Neither model contains a variable for demand leaving the clinical setting. There is no term for the Knowledge Migration already visible in Ganguli's missing visits, no term for Monitoring Migration to the wrist, no term for Diagnosis Migration to the chatbot — and no term for Demand Elimination via GLP-1 medications shrinking the need for everything from bariatric surgery to diabetes visits to knee replacements.

A model that defines demand as "what people did in 2021, forever" will project a shortage and rising demand in any future where the population ages — including a future where half the appointment book has moved to channels the model can't see.

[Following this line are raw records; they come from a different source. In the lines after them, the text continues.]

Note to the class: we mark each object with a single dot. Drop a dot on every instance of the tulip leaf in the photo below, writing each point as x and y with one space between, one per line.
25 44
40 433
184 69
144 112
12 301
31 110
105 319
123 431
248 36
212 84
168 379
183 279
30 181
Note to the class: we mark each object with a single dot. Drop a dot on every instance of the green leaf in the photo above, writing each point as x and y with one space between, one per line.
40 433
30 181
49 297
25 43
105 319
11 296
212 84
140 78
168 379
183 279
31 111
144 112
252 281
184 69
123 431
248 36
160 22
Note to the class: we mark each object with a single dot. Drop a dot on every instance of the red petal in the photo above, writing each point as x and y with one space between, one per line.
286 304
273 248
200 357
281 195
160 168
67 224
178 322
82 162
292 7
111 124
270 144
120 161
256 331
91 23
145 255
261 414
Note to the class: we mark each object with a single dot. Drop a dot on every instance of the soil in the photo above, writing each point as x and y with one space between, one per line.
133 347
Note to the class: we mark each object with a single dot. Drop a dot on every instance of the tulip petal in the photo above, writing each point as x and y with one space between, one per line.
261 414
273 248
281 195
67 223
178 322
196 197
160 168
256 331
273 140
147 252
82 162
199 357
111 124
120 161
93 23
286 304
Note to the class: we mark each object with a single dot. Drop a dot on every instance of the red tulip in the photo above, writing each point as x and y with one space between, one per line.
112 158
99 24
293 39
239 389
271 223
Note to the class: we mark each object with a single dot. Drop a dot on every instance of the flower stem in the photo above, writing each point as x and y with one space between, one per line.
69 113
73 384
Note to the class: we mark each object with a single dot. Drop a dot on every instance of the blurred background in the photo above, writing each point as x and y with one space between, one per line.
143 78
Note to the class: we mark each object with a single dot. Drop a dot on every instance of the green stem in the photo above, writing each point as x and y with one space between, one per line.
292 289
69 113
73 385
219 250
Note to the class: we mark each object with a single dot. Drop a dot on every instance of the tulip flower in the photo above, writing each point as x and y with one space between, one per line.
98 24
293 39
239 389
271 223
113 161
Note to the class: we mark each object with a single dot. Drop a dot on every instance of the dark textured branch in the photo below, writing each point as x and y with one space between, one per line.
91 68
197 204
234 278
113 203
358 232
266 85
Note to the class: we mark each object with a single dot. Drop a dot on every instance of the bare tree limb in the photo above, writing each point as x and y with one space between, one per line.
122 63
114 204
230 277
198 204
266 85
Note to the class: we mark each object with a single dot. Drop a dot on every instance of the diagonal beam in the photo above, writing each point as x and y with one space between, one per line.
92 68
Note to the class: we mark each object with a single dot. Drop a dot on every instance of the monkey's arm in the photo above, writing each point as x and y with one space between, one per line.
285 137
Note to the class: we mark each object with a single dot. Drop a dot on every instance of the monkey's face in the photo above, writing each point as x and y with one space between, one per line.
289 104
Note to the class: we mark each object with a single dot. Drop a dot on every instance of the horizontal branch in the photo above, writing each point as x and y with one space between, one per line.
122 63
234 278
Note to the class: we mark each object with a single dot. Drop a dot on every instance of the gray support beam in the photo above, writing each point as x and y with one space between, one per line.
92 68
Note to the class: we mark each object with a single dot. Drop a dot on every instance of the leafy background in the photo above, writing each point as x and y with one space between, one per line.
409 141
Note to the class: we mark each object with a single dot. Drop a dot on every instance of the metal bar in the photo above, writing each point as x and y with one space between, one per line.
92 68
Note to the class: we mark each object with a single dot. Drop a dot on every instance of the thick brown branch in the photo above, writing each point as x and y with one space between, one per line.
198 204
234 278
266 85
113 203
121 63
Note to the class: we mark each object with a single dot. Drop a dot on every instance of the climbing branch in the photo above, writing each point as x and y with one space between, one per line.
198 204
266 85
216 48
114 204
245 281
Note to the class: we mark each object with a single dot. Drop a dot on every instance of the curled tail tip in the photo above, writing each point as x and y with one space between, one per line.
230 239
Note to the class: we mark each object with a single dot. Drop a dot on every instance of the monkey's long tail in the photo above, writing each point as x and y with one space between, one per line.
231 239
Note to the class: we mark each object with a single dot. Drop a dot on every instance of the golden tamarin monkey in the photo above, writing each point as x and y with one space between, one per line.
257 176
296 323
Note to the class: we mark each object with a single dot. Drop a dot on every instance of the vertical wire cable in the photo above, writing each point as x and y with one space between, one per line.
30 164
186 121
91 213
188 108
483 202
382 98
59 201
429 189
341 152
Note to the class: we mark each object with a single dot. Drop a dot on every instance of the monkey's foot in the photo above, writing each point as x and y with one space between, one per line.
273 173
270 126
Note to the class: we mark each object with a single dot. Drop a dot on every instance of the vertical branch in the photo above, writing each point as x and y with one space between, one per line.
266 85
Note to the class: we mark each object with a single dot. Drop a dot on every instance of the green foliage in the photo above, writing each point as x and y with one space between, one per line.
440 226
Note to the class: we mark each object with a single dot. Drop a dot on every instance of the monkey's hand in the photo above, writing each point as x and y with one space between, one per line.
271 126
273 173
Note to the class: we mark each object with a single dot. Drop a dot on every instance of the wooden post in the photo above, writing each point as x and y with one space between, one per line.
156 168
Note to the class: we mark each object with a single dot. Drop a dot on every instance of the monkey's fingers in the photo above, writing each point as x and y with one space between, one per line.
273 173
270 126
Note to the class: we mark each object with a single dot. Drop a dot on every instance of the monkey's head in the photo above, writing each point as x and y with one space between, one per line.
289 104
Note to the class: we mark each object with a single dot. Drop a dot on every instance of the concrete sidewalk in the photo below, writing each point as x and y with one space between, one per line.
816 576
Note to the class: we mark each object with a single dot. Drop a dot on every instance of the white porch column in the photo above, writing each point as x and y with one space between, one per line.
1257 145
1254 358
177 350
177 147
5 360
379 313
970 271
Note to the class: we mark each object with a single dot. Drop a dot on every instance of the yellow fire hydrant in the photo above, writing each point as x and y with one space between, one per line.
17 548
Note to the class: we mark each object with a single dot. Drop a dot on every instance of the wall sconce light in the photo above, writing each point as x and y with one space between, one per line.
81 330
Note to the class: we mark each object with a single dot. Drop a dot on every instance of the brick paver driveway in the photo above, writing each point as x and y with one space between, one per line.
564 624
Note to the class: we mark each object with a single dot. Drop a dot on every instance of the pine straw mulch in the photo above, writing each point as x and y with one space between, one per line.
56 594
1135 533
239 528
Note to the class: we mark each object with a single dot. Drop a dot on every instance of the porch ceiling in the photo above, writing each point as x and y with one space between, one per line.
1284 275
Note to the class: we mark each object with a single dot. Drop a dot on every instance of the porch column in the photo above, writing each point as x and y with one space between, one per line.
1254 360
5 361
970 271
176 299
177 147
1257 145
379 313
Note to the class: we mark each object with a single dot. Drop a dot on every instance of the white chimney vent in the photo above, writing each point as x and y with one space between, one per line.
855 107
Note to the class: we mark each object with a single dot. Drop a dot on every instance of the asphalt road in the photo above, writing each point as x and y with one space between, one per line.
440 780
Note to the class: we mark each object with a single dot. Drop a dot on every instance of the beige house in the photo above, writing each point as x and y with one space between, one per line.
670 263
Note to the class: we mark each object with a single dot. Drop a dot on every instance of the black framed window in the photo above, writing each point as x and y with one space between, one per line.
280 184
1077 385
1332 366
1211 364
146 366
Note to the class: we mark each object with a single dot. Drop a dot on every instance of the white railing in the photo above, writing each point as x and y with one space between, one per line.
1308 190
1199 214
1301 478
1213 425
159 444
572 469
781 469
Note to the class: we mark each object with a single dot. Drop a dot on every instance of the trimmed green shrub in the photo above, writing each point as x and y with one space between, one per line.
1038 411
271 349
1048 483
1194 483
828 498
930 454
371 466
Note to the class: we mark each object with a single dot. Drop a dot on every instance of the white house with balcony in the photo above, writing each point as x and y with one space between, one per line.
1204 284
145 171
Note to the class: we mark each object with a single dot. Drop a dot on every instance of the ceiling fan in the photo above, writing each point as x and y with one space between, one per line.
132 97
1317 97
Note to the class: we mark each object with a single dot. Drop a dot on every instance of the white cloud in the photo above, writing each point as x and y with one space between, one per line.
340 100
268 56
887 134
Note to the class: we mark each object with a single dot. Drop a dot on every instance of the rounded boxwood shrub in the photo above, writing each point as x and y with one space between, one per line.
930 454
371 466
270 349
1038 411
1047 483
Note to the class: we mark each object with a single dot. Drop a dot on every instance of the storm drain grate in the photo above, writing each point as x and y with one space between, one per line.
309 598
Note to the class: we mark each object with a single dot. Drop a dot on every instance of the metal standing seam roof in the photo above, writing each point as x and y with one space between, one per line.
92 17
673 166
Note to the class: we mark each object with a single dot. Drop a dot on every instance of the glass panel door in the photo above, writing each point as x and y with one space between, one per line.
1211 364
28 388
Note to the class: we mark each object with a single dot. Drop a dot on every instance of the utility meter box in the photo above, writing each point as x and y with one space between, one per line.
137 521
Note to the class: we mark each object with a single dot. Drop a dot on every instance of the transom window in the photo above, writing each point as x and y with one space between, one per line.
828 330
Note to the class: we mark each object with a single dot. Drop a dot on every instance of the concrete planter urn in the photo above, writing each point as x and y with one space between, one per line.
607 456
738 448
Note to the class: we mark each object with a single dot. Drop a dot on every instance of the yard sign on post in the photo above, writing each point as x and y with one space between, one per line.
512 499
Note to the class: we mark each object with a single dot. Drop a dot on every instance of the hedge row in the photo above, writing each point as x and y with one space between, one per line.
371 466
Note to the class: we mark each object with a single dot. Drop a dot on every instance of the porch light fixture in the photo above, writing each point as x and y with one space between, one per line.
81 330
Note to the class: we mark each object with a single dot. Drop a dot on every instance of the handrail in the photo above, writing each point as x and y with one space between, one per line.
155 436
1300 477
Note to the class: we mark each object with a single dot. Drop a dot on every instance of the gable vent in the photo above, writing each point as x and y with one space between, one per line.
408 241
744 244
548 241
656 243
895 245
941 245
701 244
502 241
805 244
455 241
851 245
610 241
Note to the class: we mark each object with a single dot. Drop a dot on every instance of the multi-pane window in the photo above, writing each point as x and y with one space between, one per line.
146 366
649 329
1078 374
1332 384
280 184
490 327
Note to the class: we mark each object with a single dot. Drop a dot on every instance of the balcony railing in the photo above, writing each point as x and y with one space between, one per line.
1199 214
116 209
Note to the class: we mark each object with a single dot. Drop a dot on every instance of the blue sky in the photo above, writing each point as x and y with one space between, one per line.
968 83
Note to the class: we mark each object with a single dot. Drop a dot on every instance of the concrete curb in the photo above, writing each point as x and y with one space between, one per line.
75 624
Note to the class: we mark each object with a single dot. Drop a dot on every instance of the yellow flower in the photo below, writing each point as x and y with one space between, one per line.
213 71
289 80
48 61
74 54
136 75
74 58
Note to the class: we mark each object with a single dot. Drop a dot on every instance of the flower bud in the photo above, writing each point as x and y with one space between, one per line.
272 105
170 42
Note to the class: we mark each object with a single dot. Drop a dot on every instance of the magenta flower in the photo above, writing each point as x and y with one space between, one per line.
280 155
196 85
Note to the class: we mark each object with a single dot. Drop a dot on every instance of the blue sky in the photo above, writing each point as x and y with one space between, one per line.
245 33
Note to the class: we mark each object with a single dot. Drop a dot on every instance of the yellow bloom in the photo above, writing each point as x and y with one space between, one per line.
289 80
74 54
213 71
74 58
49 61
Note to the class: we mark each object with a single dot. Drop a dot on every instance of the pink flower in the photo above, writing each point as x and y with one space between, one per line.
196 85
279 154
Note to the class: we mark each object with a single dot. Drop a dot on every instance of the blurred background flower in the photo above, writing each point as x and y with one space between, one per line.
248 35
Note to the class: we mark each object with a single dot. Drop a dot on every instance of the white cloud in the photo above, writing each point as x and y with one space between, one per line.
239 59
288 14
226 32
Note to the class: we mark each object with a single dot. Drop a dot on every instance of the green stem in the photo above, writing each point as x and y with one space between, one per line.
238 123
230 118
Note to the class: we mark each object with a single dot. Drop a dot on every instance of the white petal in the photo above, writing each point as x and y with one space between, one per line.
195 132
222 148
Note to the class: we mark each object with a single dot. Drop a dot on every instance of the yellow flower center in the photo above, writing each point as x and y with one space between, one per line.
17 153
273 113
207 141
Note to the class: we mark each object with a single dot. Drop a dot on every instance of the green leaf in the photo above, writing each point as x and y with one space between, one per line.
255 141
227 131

recent JAMA paper shows how deep the assumption runs. Four physicians propose financing primary care as a public utility, citing as evidence of failure that more than a third of US adults lack "a usual source of care." But a usual source of care is a measure of utilization, not necessarily a measure of demand. Those without a usual source of care include people who need care and can't get it — and people who are meeting need through an app or a wearable or a Google search. Once again the healthcare system seems incapable of imagining, or measuring, the possibility of demand reduction.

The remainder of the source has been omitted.